Narazaki’s team observed all kinds of different circling behaviors that ranged from a courtship circle performed by a male tiger shark to impress a female, which was captured by a mounted camera on the animal, to passive spiral dives seen in resting elephant seals, which are beautifully described in the study as “drifting down like falling leaves.”
Some of the circling events were likely linked to foraging activities, as they took place in known feeding grounds. This type of predatory circling is not especially surprising, as scientists have previously documented many marine hunting strategies that involve swimming in circles, such as the “bubble-net” method used by humpback whales.
But the team also observed many instances of animals swimming in circles outside of their feeding grounds or during periods of the day or night when specific species are not known to actively hunt.
While some of those observations remain mysterious, Narazaki and her colleagues suggest that many animals might swim in circles to collect navigational information. The team speculates that these movement patterns may even represent an intuitive connection to Earth’s geomagnetic field.
“Interestingly, submarines also circle during geomagnetic observation because accurate measurement can be achieved by using values measured from all directions to cancel noises, such as hull magnetization,” the researchers note in the study.
“Animals might circle to derive directional/positional cues from the geomagnetic field, especially in navigationally challenging situations,” they added.

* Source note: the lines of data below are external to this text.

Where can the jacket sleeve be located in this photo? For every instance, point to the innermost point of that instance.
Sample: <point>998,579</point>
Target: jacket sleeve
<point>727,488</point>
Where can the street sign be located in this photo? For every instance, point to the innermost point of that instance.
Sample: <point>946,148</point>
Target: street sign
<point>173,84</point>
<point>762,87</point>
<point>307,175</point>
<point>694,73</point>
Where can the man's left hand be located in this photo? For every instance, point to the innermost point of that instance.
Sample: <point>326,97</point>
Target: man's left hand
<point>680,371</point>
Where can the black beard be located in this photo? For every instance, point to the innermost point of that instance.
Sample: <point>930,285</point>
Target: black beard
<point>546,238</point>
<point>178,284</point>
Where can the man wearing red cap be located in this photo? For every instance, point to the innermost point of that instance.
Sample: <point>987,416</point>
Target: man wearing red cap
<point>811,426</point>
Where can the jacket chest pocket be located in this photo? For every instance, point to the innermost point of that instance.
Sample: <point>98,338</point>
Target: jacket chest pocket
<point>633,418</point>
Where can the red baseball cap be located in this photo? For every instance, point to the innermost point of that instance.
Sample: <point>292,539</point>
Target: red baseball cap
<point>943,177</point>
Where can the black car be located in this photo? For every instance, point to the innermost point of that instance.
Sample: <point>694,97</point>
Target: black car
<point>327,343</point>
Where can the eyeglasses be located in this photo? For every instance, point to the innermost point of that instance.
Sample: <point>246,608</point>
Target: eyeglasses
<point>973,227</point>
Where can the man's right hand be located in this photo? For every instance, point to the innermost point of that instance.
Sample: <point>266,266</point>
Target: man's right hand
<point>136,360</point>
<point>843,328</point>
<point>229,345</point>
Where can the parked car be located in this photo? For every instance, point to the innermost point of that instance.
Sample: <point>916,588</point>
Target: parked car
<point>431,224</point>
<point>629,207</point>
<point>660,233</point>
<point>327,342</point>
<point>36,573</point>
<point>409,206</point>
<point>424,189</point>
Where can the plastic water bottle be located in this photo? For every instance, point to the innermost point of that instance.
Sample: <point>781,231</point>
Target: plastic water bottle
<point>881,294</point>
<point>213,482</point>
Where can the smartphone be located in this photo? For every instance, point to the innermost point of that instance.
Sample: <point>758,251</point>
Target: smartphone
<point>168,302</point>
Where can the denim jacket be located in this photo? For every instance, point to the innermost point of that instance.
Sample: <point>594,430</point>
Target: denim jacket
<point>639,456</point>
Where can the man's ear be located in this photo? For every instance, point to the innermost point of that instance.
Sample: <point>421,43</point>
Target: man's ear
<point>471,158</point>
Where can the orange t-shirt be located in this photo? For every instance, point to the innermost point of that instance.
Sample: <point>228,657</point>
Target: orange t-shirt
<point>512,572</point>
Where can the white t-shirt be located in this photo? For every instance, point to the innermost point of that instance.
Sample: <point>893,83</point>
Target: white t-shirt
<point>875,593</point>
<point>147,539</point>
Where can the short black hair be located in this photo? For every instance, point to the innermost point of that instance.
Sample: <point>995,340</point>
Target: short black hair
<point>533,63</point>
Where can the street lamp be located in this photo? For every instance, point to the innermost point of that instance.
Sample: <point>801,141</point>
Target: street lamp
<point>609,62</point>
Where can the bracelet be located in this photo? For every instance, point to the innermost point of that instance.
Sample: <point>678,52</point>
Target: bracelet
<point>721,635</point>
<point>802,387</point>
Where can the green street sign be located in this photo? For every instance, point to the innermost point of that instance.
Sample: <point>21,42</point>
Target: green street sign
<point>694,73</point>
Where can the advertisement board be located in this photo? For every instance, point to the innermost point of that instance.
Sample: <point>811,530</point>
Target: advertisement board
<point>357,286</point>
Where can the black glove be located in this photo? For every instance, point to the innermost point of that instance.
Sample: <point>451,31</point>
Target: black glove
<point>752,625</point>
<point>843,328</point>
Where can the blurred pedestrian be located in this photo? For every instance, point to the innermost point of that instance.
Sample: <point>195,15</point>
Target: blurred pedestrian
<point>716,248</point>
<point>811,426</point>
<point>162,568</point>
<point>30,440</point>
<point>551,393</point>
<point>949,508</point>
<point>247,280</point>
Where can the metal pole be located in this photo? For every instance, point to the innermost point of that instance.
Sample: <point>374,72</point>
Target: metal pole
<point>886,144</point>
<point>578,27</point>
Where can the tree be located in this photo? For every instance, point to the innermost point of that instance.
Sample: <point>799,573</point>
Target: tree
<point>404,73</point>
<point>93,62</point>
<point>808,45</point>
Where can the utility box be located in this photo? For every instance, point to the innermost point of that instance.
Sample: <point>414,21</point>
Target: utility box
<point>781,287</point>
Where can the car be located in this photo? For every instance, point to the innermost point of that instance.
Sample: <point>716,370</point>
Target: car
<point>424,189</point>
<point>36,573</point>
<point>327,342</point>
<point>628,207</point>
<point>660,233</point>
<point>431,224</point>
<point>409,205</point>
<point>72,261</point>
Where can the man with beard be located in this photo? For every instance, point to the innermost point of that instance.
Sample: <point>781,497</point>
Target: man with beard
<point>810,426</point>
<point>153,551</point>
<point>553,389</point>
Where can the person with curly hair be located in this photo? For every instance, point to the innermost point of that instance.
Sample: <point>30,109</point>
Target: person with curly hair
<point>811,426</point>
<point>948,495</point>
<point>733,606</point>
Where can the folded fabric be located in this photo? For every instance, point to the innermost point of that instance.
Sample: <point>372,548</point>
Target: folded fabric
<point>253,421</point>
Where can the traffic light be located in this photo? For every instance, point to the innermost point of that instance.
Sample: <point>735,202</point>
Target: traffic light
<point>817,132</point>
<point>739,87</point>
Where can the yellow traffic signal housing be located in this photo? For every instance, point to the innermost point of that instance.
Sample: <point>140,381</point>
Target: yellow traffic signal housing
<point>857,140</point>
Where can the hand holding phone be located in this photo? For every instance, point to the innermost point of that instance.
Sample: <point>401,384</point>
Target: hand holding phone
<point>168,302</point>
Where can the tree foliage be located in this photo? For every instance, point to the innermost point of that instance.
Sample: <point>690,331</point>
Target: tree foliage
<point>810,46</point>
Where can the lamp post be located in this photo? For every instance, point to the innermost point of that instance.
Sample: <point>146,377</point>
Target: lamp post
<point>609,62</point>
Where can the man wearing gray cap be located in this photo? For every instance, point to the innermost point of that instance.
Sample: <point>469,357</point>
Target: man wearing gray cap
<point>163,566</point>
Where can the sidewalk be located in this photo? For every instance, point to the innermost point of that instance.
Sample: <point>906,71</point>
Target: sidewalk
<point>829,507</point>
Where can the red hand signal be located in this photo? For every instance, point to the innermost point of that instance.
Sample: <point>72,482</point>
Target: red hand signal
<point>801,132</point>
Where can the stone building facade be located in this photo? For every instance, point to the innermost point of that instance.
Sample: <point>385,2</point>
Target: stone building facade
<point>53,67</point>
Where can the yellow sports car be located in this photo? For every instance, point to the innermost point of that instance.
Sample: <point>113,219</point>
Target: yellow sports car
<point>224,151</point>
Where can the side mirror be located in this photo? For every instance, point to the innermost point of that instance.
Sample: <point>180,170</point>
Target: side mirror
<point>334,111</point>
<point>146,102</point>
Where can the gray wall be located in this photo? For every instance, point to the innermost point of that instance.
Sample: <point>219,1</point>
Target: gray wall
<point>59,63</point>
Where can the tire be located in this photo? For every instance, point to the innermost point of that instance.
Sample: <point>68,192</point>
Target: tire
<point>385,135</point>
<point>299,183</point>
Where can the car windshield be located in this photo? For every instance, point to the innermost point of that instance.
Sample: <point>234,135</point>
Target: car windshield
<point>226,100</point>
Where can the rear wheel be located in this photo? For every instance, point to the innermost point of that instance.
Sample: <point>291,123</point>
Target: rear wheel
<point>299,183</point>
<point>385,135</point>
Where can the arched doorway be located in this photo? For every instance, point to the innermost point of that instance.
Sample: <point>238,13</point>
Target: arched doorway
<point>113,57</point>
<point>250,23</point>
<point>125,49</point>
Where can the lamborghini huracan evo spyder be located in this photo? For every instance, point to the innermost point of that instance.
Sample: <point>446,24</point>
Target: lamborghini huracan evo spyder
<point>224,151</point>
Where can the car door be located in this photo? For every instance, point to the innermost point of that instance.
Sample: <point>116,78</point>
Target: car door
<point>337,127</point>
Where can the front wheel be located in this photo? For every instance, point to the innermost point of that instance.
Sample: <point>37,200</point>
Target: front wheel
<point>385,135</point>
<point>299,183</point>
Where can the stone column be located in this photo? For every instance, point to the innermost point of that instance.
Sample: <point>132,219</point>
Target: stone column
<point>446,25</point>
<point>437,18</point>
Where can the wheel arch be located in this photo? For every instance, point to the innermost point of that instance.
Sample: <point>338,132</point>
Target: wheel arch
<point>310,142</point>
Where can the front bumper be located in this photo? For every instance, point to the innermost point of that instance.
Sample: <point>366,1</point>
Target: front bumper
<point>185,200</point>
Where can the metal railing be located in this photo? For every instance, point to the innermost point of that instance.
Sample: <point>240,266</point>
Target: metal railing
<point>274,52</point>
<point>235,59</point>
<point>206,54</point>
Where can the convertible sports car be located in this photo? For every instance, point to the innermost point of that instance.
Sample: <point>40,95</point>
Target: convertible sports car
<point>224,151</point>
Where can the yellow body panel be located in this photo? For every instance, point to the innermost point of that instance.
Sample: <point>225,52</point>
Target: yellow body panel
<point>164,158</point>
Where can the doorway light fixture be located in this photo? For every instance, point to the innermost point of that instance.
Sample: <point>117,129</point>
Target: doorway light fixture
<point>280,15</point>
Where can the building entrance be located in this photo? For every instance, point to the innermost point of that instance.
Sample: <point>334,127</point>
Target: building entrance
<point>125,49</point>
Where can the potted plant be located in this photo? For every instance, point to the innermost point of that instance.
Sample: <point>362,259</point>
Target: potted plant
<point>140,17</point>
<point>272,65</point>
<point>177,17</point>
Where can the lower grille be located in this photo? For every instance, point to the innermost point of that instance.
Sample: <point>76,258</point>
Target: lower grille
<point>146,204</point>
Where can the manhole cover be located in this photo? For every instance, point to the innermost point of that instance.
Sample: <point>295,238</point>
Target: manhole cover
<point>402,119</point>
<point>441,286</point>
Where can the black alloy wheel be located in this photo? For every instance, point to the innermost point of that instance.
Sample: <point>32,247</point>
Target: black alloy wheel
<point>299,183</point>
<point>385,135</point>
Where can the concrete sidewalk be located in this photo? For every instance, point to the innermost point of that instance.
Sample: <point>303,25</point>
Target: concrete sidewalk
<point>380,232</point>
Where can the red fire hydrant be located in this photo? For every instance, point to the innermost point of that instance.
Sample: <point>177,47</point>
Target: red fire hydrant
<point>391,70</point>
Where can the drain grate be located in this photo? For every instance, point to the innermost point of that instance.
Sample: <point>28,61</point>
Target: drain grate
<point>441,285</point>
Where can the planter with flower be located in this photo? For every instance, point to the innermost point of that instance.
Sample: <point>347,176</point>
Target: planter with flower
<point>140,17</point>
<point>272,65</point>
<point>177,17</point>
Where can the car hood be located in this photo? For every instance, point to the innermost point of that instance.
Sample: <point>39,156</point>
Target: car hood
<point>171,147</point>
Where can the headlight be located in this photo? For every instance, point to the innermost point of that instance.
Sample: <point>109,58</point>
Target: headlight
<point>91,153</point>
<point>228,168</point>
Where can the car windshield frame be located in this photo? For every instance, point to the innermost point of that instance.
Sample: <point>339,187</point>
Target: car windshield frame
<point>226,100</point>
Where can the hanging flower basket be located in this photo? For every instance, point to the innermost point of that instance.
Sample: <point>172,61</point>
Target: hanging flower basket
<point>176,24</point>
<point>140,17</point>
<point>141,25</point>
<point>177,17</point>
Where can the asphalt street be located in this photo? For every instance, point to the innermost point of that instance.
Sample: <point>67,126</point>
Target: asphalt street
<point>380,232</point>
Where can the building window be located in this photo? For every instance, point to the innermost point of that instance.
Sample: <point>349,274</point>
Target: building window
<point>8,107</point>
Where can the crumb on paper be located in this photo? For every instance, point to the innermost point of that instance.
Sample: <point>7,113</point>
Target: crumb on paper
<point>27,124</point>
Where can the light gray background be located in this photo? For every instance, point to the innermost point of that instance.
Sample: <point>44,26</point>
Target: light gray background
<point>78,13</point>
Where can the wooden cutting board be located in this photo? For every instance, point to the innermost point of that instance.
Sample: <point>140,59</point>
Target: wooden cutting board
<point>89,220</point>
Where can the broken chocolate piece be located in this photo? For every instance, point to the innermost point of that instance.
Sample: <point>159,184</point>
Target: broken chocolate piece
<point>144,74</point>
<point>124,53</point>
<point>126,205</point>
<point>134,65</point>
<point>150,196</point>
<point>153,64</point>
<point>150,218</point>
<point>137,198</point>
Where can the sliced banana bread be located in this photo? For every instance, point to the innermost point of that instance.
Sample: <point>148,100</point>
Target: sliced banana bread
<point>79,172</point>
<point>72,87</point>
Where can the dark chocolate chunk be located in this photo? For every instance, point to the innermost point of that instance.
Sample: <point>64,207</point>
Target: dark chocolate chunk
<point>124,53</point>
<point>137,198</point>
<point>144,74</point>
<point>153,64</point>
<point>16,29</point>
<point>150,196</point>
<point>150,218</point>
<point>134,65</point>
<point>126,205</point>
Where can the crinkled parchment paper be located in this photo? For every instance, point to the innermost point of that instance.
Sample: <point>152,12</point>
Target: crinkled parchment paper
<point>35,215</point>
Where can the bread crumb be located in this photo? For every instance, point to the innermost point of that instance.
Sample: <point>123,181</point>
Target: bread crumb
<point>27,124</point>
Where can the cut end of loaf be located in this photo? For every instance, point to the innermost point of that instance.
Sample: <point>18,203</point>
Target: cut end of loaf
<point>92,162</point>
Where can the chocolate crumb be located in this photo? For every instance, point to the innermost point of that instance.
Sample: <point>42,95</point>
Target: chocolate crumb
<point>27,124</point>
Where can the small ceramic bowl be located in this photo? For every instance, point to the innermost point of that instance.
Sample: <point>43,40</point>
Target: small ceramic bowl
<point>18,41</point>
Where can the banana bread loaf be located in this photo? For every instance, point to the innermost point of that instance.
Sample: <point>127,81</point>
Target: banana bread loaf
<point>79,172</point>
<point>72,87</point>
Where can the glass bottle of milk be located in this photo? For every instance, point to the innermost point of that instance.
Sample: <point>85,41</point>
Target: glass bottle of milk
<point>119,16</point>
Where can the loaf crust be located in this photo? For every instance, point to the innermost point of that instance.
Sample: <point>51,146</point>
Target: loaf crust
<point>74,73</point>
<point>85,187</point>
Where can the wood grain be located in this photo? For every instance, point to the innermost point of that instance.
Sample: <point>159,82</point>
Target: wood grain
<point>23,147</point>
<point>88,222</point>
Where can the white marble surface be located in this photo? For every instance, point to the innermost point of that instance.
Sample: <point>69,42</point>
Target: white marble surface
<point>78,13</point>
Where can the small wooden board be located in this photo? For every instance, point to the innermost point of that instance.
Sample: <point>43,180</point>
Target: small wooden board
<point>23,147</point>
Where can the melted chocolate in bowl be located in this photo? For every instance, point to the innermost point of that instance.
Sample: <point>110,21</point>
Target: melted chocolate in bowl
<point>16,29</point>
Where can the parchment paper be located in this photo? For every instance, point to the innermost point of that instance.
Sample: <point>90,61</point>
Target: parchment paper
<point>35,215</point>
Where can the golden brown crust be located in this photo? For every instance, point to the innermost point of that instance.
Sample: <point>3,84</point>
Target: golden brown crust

Of course, the team also offers the possibility that these animals circle for multiple known and unknown reasons at the same time. Species may circle as a foraging strategy while simultaneously picking up geomagnetic information from Earth’s magnetic field.
To understand the circling behavior better—and perhaps unlock new discoveries about the habits of marine animals—Narazaki and her colleagues hope to integrate some of the short-term data collected from tags with long-term satellite tracking.
“Integration of such high-resolution data-logging systems into satellite tracking would help track animals’ fine-scale movements for much longer periods,” Narazaki explained.
The team also hopes to conduct more undersea observations with video cameras and sensors that can contextualize the “landscapes, landmarks, and presence of other individuals of the same and/or other species” during these circling events, according to the study.
“Our study reports the discovery of enigmatic circling movements—it raises many potential hypotheses for why such a wide variety of animals show similar circling behavior,” Narazaki said.
“We would like to examine animal movements in relation to animals’ internal state and environmental conditions to examine why they circle,” she concluded. “Some hypothesis-testing experiments would be necessary to understand the function and mechanism underlying circling movements.”
Update: This article has been updated to include comments from study lead Tomoko Narazaki of the University of Tokyo.